Esse tipo de contribuição financeira pode ser efetuada por meio de contribuições conjuntas (plano instituído) entre a empresas e os colaboradores. 

Um exemplo é o funcionário contribuir com 5% do seu salário e a empresa paga o mesmo valor ou um outro percentual das despesas.

Há também a possibilidade da empresa oferecer aos funcionários acesso à previdência, mas sem que haja custos para ela (plano averbado). 

Havendo o desconto da previdência privada, esse valor deve ser incluído no momento de se utilizar a calculadora de salário. 

Empréstimo consignado

O trabalhador que contrata um empréstimo consignado tem os valores mensais das prestações descontados diretamente do salário bruto. Assim, o pagamento do salário líquido já é feito já com essa dedução.

O lado positivo é que o trabalhador não tem que se preocupar com o pagamento mês a mês, por meio de boletos ou carnês..

Porém, ele já recebe o valor mensal com uma parte do salário comprometida, sem qualquer possibilidade pra atrasos ou flexibilidade para negociações.

Planos de saúde

Não é imposto pela legislação trabalhista que as empresas forneçam plano de saúde para seus funcionários, devendo as organizações definirem se oferecerão o benefício e de que maneira.

Porém, algumas convenções coletivas ou acordos sindicais podem determinar essa obrigação em regiões e setores específicos.

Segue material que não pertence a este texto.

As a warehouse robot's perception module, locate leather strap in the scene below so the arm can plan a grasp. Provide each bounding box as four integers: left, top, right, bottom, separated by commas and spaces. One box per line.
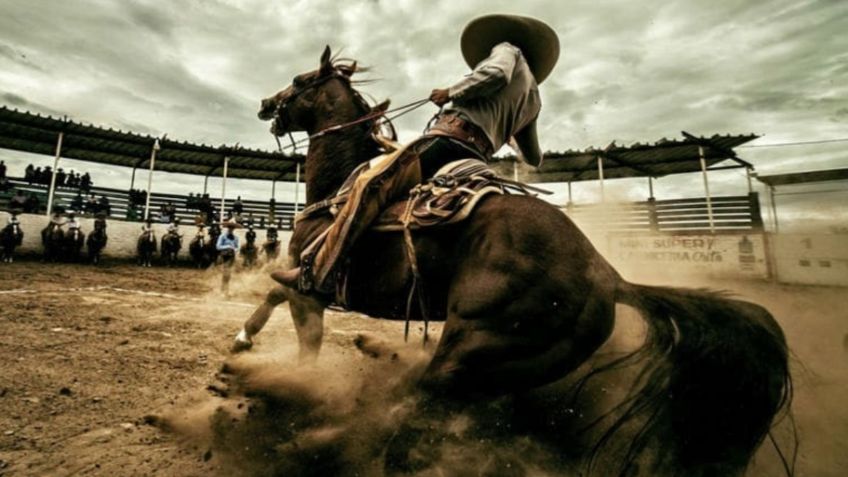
424, 112, 495, 157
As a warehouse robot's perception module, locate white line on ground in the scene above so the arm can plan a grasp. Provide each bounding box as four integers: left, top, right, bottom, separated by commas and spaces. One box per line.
0, 285, 256, 308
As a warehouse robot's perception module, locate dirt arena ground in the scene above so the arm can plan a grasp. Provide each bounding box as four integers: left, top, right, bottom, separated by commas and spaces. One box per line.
0, 261, 848, 476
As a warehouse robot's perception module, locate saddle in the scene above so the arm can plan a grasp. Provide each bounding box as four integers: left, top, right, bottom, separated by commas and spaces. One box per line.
295, 156, 550, 232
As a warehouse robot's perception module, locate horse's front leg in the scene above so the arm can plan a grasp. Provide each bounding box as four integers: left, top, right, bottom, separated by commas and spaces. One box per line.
231, 285, 324, 362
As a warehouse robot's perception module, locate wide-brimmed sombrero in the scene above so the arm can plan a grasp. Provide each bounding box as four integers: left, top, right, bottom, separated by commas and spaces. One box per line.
220, 220, 242, 229
460, 14, 559, 83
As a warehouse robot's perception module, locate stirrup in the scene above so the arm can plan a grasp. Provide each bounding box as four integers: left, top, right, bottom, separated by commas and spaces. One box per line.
297, 254, 322, 293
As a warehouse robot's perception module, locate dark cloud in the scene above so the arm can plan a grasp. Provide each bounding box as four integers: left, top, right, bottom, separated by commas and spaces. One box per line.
0, 0, 848, 205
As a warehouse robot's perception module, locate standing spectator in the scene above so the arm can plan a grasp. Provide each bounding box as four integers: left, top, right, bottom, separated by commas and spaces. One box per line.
41, 166, 53, 186
127, 202, 138, 220
24, 192, 41, 214
9, 189, 27, 210
85, 194, 97, 215
65, 169, 77, 188
97, 195, 112, 216
80, 172, 91, 193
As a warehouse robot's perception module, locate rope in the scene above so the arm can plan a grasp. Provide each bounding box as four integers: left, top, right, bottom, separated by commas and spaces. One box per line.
401, 187, 430, 344
274, 98, 430, 153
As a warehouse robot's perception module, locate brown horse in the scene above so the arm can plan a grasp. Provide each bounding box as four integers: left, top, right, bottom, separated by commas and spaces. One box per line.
246, 47, 789, 475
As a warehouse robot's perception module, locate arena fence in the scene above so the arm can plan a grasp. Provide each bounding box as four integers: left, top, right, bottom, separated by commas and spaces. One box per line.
0, 178, 295, 230
564, 192, 763, 234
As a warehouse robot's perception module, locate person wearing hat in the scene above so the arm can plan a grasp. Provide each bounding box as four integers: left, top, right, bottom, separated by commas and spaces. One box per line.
271, 15, 559, 294
68, 212, 80, 230
215, 220, 241, 295
139, 217, 155, 240
215, 220, 241, 256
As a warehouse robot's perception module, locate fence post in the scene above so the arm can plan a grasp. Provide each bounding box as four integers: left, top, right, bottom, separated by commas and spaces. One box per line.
47, 131, 65, 218
748, 192, 763, 232
647, 197, 660, 232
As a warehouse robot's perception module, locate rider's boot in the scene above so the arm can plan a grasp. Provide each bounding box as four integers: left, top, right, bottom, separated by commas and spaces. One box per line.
271, 150, 421, 294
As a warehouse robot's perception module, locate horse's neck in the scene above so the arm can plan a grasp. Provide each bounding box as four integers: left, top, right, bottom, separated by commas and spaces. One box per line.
305, 108, 379, 204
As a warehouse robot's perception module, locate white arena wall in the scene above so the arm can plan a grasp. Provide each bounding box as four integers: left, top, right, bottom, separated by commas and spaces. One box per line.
0, 211, 291, 258
770, 234, 848, 287
0, 211, 848, 286
604, 232, 769, 279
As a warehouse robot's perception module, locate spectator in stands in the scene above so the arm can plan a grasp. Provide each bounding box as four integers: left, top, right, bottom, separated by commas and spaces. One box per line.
97, 195, 112, 216
71, 191, 85, 214
68, 213, 80, 230
9, 189, 27, 210
6, 209, 21, 227
85, 194, 97, 215
24, 192, 41, 214
139, 217, 153, 238
80, 172, 92, 193
127, 202, 138, 220
268, 197, 277, 224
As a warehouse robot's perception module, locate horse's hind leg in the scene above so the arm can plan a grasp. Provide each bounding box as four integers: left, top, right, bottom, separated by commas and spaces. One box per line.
421, 276, 615, 397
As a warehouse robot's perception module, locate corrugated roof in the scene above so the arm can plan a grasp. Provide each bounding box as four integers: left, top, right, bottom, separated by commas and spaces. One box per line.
0, 106, 758, 183
0, 106, 304, 181
757, 168, 848, 187
486, 132, 759, 183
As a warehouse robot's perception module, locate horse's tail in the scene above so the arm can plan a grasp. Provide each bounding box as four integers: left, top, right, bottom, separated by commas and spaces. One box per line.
596, 282, 792, 475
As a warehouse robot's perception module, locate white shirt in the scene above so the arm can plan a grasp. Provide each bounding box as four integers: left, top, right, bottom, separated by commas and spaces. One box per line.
448, 42, 542, 151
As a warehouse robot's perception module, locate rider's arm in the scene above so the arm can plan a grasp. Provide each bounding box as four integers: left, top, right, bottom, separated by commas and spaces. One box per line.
448, 43, 521, 102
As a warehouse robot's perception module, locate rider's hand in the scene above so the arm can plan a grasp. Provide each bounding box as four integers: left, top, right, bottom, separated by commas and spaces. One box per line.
430, 89, 450, 106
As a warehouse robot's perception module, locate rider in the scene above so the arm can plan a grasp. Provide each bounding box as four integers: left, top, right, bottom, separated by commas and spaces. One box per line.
6, 209, 21, 228
139, 217, 153, 238
215, 220, 241, 294
265, 225, 277, 242
215, 221, 242, 263
271, 15, 559, 294
50, 210, 66, 229
94, 213, 106, 232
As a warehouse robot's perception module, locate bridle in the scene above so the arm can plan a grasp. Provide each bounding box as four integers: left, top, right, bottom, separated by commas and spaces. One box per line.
271, 68, 429, 152
272, 68, 384, 151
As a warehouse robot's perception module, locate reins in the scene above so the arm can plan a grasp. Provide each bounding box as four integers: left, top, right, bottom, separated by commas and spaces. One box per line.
274, 98, 430, 152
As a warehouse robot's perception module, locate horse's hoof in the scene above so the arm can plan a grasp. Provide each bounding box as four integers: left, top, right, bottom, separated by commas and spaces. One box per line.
271, 268, 300, 289
230, 338, 253, 354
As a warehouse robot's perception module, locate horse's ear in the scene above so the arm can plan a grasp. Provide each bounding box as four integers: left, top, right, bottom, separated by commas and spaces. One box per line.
318, 45, 333, 74
338, 61, 356, 78
371, 99, 392, 112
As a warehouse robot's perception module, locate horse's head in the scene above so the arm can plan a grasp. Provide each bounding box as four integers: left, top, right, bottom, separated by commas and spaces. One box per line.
258, 46, 370, 136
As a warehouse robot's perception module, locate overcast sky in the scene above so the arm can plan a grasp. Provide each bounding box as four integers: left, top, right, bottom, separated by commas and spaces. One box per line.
0, 0, 848, 229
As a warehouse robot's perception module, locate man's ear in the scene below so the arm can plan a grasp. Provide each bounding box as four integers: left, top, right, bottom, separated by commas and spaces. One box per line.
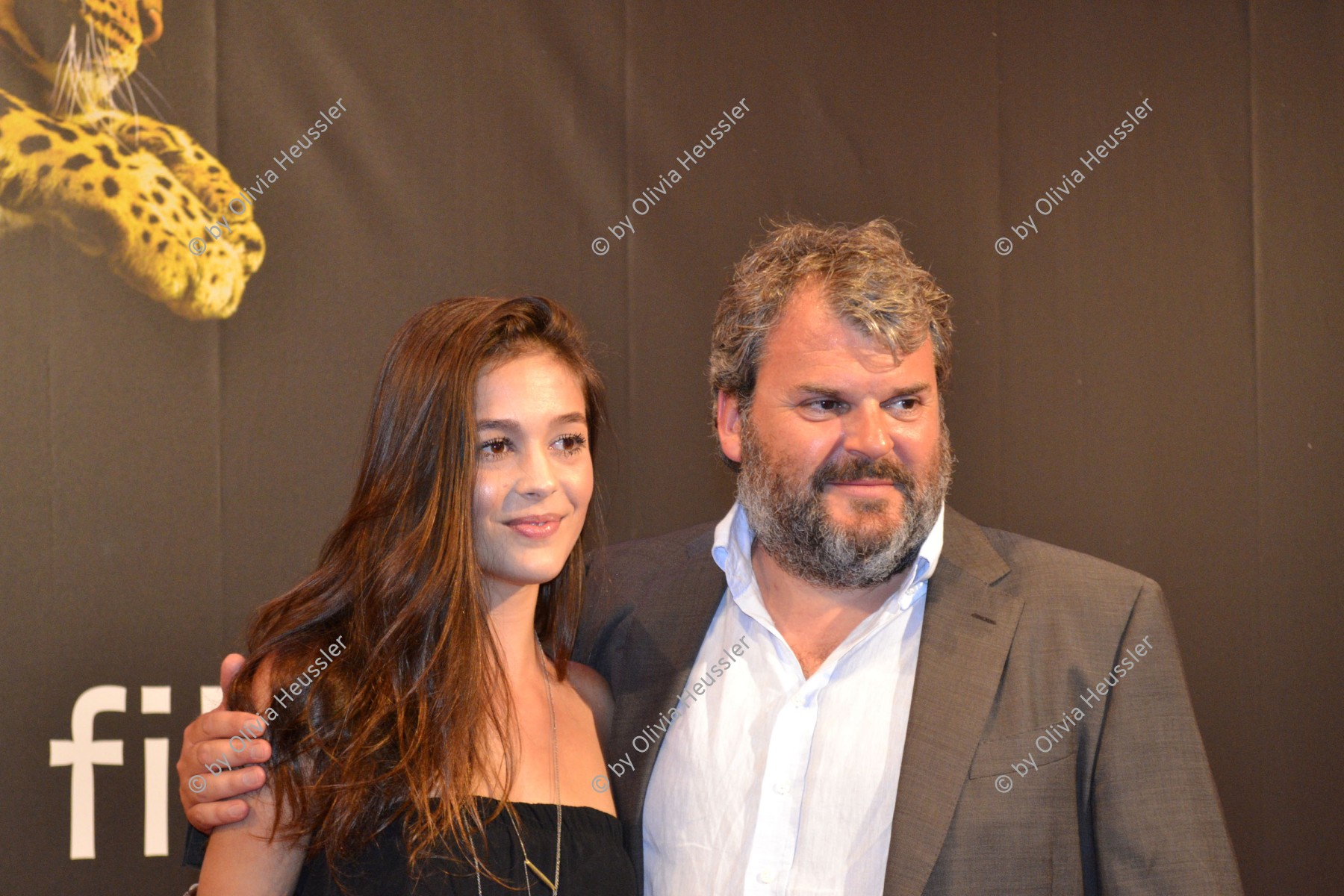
714, 390, 742, 464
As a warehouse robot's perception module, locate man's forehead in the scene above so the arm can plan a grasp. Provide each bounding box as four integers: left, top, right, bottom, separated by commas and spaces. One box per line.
759, 287, 933, 379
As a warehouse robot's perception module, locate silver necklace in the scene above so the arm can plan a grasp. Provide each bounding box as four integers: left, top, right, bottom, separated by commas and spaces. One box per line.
472, 638, 564, 896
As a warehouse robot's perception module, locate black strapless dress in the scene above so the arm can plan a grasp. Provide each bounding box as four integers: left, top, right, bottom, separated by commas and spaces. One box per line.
294, 797, 638, 896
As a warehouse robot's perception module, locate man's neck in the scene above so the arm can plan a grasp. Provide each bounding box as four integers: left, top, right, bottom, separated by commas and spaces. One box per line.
751, 545, 903, 679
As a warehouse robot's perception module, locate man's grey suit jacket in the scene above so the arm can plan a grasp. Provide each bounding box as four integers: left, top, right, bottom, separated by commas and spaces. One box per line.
574, 508, 1242, 896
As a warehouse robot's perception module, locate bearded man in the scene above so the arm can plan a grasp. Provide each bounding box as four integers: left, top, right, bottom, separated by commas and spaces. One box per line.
178, 220, 1240, 896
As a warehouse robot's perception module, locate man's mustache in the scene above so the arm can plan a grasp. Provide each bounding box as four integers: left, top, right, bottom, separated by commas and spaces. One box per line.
812, 457, 918, 497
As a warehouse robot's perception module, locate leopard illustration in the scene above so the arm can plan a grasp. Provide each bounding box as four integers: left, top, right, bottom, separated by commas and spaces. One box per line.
0, 0, 266, 320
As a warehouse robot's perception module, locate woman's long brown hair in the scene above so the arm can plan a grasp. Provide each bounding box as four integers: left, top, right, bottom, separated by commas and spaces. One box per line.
228, 297, 605, 866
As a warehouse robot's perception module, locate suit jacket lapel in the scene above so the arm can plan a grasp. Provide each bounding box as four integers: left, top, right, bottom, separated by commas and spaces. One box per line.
612, 528, 727, 886
883, 508, 1021, 896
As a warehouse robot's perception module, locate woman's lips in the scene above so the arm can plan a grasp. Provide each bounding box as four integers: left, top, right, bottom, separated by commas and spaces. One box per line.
504, 514, 561, 540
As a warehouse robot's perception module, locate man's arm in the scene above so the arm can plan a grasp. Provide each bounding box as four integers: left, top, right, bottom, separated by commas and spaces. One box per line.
178, 653, 270, 868
1092, 582, 1242, 896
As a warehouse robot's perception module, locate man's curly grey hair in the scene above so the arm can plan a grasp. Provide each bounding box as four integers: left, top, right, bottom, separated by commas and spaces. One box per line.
709, 217, 951, 469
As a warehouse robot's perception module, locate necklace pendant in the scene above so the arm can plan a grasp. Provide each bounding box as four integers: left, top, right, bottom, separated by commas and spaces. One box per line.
523, 859, 559, 893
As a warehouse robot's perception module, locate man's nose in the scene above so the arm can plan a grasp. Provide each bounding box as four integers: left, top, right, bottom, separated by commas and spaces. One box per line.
844, 403, 892, 461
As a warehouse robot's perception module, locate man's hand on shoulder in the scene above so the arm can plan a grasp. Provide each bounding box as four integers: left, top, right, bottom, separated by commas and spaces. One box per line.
178, 653, 273, 834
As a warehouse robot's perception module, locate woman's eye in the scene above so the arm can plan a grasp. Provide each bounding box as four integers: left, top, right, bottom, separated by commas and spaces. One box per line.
481, 439, 509, 459
555, 432, 588, 454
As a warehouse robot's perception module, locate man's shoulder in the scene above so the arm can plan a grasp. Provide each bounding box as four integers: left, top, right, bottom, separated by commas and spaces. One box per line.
939, 514, 1159, 620
597, 523, 716, 571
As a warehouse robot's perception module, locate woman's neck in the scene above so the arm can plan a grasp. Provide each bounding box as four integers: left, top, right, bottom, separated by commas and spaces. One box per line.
485, 580, 541, 681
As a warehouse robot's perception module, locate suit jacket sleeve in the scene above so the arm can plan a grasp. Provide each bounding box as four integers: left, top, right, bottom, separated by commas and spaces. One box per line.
1092, 580, 1242, 896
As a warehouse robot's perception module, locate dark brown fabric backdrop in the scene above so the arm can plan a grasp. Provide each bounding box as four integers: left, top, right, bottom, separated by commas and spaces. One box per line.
0, 0, 1344, 893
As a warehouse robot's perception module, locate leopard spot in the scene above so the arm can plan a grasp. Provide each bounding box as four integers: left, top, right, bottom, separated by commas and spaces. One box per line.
37, 118, 79, 144
19, 134, 51, 156
0, 177, 23, 205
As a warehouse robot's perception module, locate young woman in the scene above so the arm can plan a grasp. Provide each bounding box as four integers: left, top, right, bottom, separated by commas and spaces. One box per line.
198, 297, 635, 896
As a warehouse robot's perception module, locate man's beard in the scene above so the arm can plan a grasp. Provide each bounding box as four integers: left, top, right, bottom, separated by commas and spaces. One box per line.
738, 412, 953, 588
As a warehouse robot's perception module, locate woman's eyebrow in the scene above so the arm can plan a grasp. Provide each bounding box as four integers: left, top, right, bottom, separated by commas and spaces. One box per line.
476, 411, 588, 432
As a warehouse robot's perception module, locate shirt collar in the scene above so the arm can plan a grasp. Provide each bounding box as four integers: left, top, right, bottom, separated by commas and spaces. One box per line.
709, 501, 948, 612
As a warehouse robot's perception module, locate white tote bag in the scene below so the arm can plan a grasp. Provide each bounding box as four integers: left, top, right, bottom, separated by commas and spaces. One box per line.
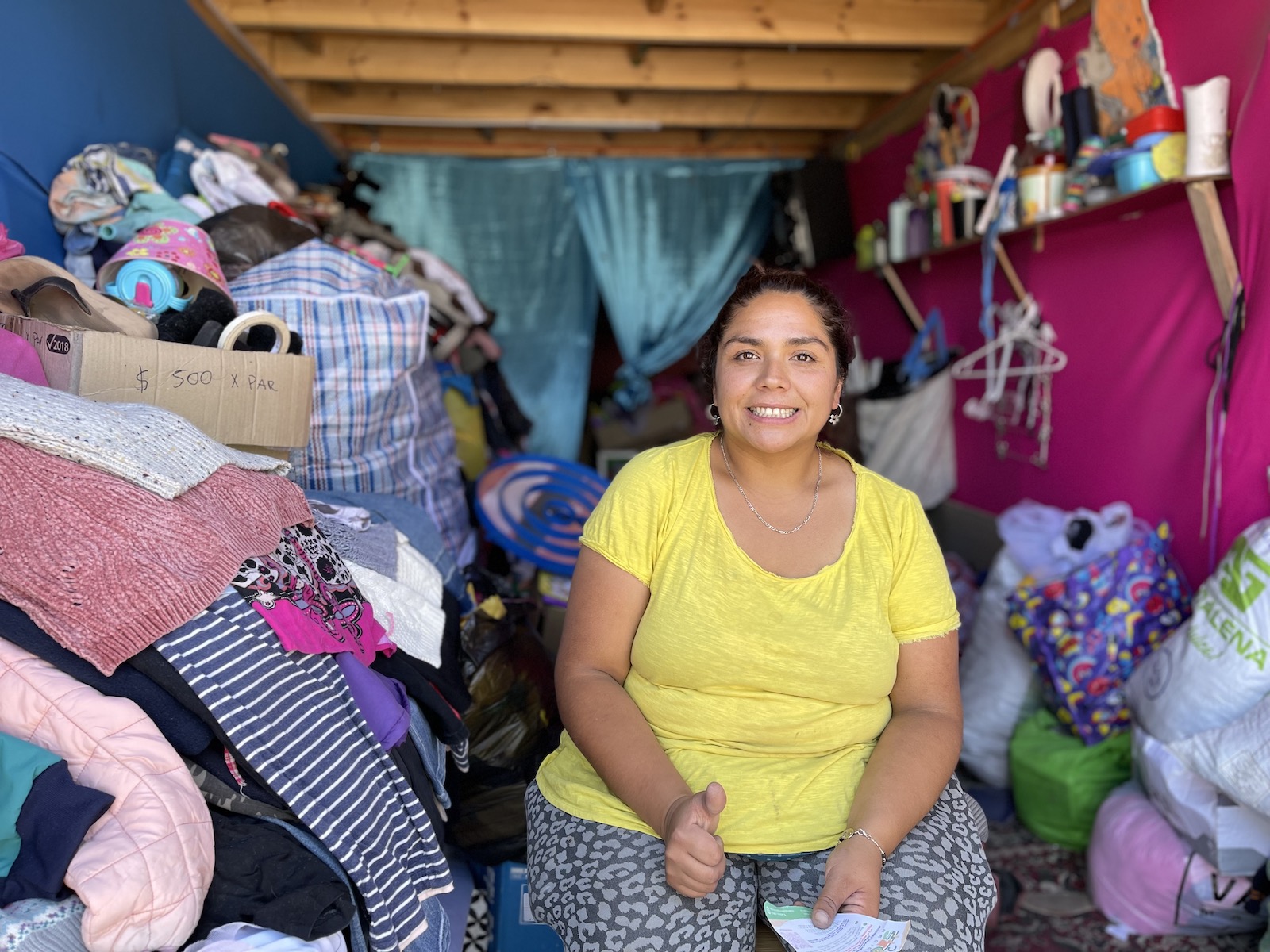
856, 368, 956, 509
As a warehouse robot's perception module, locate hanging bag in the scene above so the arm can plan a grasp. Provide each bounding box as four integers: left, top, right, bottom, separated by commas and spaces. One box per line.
856, 311, 956, 509
1008, 523, 1191, 744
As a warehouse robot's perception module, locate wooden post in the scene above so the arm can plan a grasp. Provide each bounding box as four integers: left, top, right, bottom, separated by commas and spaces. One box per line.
1186, 180, 1240, 317
879, 262, 926, 332
995, 241, 1029, 301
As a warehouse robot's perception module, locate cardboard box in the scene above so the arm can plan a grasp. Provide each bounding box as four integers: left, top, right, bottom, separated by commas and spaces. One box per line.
1133, 725, 1270, 876
485, 863, 564, 952
0, 315, 315, 448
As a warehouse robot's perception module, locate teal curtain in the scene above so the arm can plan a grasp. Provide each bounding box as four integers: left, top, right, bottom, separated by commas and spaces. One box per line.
354, 154, 599, 459
568, 159, 790, 408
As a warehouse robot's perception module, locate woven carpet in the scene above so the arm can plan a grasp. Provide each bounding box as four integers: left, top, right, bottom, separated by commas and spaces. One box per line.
987, 820, 1260, 952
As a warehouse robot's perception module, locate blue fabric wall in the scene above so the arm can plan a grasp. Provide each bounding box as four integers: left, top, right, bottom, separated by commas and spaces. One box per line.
0, 0, 335, 262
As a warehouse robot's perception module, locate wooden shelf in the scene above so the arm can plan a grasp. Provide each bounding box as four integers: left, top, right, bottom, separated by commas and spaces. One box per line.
891, 175, 1230, 271
878, 175, 1238, 330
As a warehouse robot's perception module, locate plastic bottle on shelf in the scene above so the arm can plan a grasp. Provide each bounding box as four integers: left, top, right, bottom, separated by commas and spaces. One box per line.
1018, 129, 1067, 225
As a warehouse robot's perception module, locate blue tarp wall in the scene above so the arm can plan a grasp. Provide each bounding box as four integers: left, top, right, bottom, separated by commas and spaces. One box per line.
0, 0, 335, 262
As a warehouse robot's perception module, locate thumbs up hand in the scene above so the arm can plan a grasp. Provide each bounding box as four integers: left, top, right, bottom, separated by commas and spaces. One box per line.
662, 783, 728, 899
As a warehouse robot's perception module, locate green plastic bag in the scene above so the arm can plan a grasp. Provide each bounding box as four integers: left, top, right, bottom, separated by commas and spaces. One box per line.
1010, 708, 1133, 850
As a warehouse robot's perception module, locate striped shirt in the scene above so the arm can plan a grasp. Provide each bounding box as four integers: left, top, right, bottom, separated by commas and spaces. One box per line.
155, 589, 453, 952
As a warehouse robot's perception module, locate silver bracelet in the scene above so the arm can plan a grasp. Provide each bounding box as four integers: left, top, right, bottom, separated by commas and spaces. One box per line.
838, 827, 887, 866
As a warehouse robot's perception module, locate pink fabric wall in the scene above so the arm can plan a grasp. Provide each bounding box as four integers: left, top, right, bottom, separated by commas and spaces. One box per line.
819, 0, 1270, 584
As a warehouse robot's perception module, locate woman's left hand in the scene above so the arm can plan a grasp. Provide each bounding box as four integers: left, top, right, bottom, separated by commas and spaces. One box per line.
811, 836, 881, 929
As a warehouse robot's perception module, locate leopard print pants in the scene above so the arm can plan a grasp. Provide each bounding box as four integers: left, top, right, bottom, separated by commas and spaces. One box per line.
525, 778, 997, 952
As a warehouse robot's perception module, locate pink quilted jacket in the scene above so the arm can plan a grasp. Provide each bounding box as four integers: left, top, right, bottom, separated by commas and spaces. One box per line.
0, 642, 214, 952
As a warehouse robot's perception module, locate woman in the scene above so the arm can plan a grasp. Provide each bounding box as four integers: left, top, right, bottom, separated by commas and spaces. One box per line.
525, 269, 995, 952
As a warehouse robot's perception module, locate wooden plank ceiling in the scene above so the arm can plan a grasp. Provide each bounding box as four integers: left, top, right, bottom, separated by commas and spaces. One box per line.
189, 0, 1090, 157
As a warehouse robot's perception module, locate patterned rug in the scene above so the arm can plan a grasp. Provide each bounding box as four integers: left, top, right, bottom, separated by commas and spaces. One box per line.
987, 820, 1260, 952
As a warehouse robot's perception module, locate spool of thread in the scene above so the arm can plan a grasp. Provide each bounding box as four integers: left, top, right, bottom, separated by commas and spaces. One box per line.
935, 179, 957, 248
887, 195, 913, 262
217, 311, 291, 354
104, 258, 192, 317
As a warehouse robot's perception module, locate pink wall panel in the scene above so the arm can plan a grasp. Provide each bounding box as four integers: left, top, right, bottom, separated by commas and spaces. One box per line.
821, 0, 1270, 584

Por isso, as empresas devem estar atentas a essas possibilidades.

A definição de conceder ou não o plano de saúde deve considerar alguns fatores, como o tamanho e as políticas internas da organização. Além disso, a questão do custo para a empresa também deve ser avaliada.

Isso porque o plano poderá ser coberto pela empresa de forma total, de maneira parcial (de forma que os colaboradores tenha que arcar com uma parte) ou oferecido como uma opção em que o trabalhador pague integralmente o plano.

O que são dependentes no cálculo de salário?

Os dependentes são caracterizados como encargos da família e podem ser incluídos no imposto de renda, considerando alguns critérios estabelecidos pela Receita Federal. Dentre os que podem ser admitidos, os mais comuns são:

  • Cônjuges;
  • Companheiro (a) com quem o contribuinte tenha filho em comum ou que esteja junto há pelo menos cinco anos;
  • Filhos de até 21 anos, ou de até 24 anos desde que esteja na universidade ou cursando escola técnica;
  • Filho que seja incapacitado física ou mentalmente para o trabalho;
  • Pais, avós e bisavós que, em 2019, tenham recebido rendimentos, tributáveis ou não, até R$ 22.847,76.

Ao utilizar a calculadora de salário é importante saber que o número de dependentes influencia diretamente no cálculo do Imposto de Renda retido na fonte. 

Além disso, o trabalhador só deve registrar a quantidade de dependentes que, de fato, consta na Declaração Anual do Imposto de Renda.

Dessa forma, em uma família onde o pai e a mãe de dois filhos fazem o IRPF como contribuintes, as crianças devem ser declaradas como dependentes apenas uma vez (um para cada responsável, os dois com um dos pais, etc).

Ainda que faça parte da rotina do DP, o cálculo de salário não é uma tarefa simples. Uma mesma empresa pode ter diferentes tipos de contrato de trabalho, o que leva a diferentes formas de calcular o valor devido aos funcionários.

Além do mais, mesmo que todos os funcionários sejam mensalistas, diferenças causadas por acréscimos e descontos que não se aplicam a todos também demandam atenção.

Quanto mais funcionários uma empresa tem, mais delicado é o momento do fechamento da folha de pagamento. Buscar formas de facilitar esse processo é interessante para poupar tempo, reduzir a burocracia e, sobretudo, evitar erros.

Agora, que você conhece como funciona a calculadora de salário e a sua importância para o DP e também para os trabalhadores, pode sempre contar com essa ferramenta para conferir o salário líquido!